Хай, в грубой одежде рыбака, с красным шарфом на голове, вышел из
крошечной каюты слишком поздно, чтобы помочь ей подняться на палубу.
- Ты опоздала.
- За такую дерзость я накажу тебя, как только это будет безопасно,
предупредила Танит.
- Жду с нетерпением, - улыбнулся Хай и помог старой Айне подняться на
борт, а Танит тем временем побежала вперед отдавать концы.

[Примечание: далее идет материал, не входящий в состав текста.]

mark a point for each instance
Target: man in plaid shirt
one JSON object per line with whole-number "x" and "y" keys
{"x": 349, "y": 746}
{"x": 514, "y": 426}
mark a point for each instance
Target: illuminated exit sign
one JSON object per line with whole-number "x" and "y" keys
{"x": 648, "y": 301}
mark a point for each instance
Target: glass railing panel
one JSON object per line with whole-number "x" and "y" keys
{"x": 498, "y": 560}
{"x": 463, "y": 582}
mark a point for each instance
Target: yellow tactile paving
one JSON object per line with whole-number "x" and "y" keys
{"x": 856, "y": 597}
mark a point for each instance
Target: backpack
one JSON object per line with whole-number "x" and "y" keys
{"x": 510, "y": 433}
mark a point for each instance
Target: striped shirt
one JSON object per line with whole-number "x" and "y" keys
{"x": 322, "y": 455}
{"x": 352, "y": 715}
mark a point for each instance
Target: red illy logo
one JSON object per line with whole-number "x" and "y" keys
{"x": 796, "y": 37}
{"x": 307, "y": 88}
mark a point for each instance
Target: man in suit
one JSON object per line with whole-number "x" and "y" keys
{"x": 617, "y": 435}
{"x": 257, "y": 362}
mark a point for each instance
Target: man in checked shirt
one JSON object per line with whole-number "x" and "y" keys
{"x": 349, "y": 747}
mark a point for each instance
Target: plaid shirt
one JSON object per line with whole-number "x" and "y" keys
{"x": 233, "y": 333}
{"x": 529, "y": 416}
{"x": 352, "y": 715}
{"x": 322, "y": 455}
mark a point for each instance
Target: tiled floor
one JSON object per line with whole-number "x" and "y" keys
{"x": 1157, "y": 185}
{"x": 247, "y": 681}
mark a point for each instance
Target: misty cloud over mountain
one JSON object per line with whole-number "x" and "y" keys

Хай сидел на корме, держа рулевое весло, а Танит сидела рядом с ним, так
близко, как можно сидеть не касаясь. Она сбросила плащ, на ней было легкое
хлопковое платье, перевязанное толстой золотой цепочкой - подарок Хая в день
именин.
Ветер дул по траверзу, они держались круто к ветру, плывя мимо островов,
и ветер бросал им в лицо брызги, а вода казалась холодной в теплых лучах
солнца. Хай провел кораблик точно через почти невидимый проход в тростниках,
и они оказались в спокойной защищенной лагуне, чья поверхность была покрыта
темно-зелеными зарослями водяных лилий и усеяна голубыми и золотыми звездами
их цветов. В спокойных водах плавали птицы, ныряли и взлетали в воздух.
Здесь ветра не было, и Хай достал длинный шест и, стоя на корме, толкал
шестом судно через лагуну к пляжу из ослепительно-белого песка.
Бредя по колено в воде, он вытащил корабль на берег.
Из куска полотна Хай соорудил убежище среди полированных черных камней на
берегу, помог Айне перебраться через песок и усадил ее в укрытии.
- Чаша вина, старая мать? - соблазнительно предложил он.
- Ты слишком добр, святейшество.
Они оставили Айну, спокойно похрапывающую в тени, и пошли по берегу.
Хай расстелил под пальмами плащ, они сбросили одежду и лежали,
разговаривая, смеясь и любя друг друга.
Потом вместе выкупались в чистой теплой озерной воде, и когда они лежали
на отмели и маленькие волны лениво плескались вокруг них, приплыли стаи
серебряной рыбешки размером в палец и стали клевать их обнаженную кожу.
Танит рассмеялась от щекотки.
Потом они полежали на солнце и обсохли, и Хай взглянул на стоявшую над
ним Танит. Волосы у нее были влажные и тяжелыми черными прядями свисали на
плечи и грудь. Солнце позолотило ей плечи, а на ресницах дрожали капли воды.
Она гордо выдерживала его взгляд, собрав груди в ладони рук.
- Я изменилась, святой отец? - спросила она насмешливо, и Хай улыбнулся и
покачал головой.
- Смотри внимательней, - предложила она, и ему показалось, что груди у
нее полнее и более заострены, он заметил также, что на них появились
мраморные прожилки сосудов.
- Ну? - спросила Танит, и провела руками по животу.
- Ты толстеешь, - выговорил ей Хай. - Слишком много ешь.